Hadoop: The Definitive Guide (2)

MapReduce
Developing a MapReduce application
Running a MapReduce Application
Shuffle and Sort
Task Execution

MapReduce

A MapReduce job is a unit of work that the client wants to be performed, it consists of: the input data, the MapReduce program, and configuration information.

Hadoop runs the job by dividing it into tasks, of which there are two types: map tasks and reduce tasks. The tasks are scheduled using YARN and run on nodes in the cluster.

Hadoop divides the input to a MapReduce job into fixed-size pieces called input splits. Hadoop creates one map task for each split.

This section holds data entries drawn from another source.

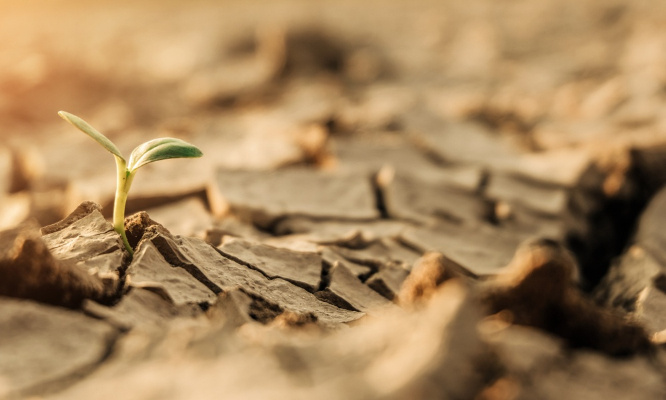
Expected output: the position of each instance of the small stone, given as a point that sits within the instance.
(358, 270)
(301, 268)
(88, 240)
(28, 270)
(483, 249)
(428, 272)
(43, 345)
(627, 278)
(136, 226)
(347, 291)
(388, 281)
(651, 305)
(150, 270)
(537, 290)
(264, 198)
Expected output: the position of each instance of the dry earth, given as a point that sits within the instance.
(398, 200)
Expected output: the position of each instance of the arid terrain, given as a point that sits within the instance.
(397, 200)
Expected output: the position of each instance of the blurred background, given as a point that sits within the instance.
(260, 85)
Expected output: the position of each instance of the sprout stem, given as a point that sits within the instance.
(123, 184)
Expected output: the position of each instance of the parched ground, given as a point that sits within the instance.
(397, 200)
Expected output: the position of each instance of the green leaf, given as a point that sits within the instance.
(161, 149)
(92, 132)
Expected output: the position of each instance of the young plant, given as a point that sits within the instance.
(151, 151)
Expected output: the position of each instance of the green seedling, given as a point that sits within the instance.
(151, 151)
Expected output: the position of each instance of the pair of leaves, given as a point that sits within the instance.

For most jobs, a good split size tends to be the size of an HDFS block (it is the largest size of input that can be guaranteed to be stored on a single node, to have the data locality optimization).

Also, Hadoop allows the user to specify a combiner function to be run on the map output, and the combiner function’s output forms the input to the reduce function.

Developing a MapReduce application

Steps

set up and configure the development environment
write your map and reduce functions, ideally with unit tests to make sure they do what you expect
write a driver program to run a job, which can run from your IDE using a small subset of the data to check that it is working
use your IDE’s debugger to find the source of the problem, expand your unit tests to cover this case and improve your mapper or reducer as appropriate to handle such input correctly
unleash it on a cluster
expand your tests and alter your mapper or reducer to handle the new cases
tune first by running through some standard checks for making MapReduce programs faster and then by doing task profiling

Hadoop configuration

An instance of the Configuration class (in org.apache.hadoop.conf package) represents a collection of configuration properties and their values. It can be passed into class with driver.setConf(conf);

Some dependencies:

For building MapReduce jobs, you only need to have the hadoop-client dependency, which contains all the Hadoop client-side classes needed to interact with HDFS and MapReduce.
For running unit tests, we use junit.
For writing MapReduce tests, we use mrunit.
The hadoop-minicluster library contains the “mini-” clusters that are useful for testing with Hadoop clusters running in a single JVM.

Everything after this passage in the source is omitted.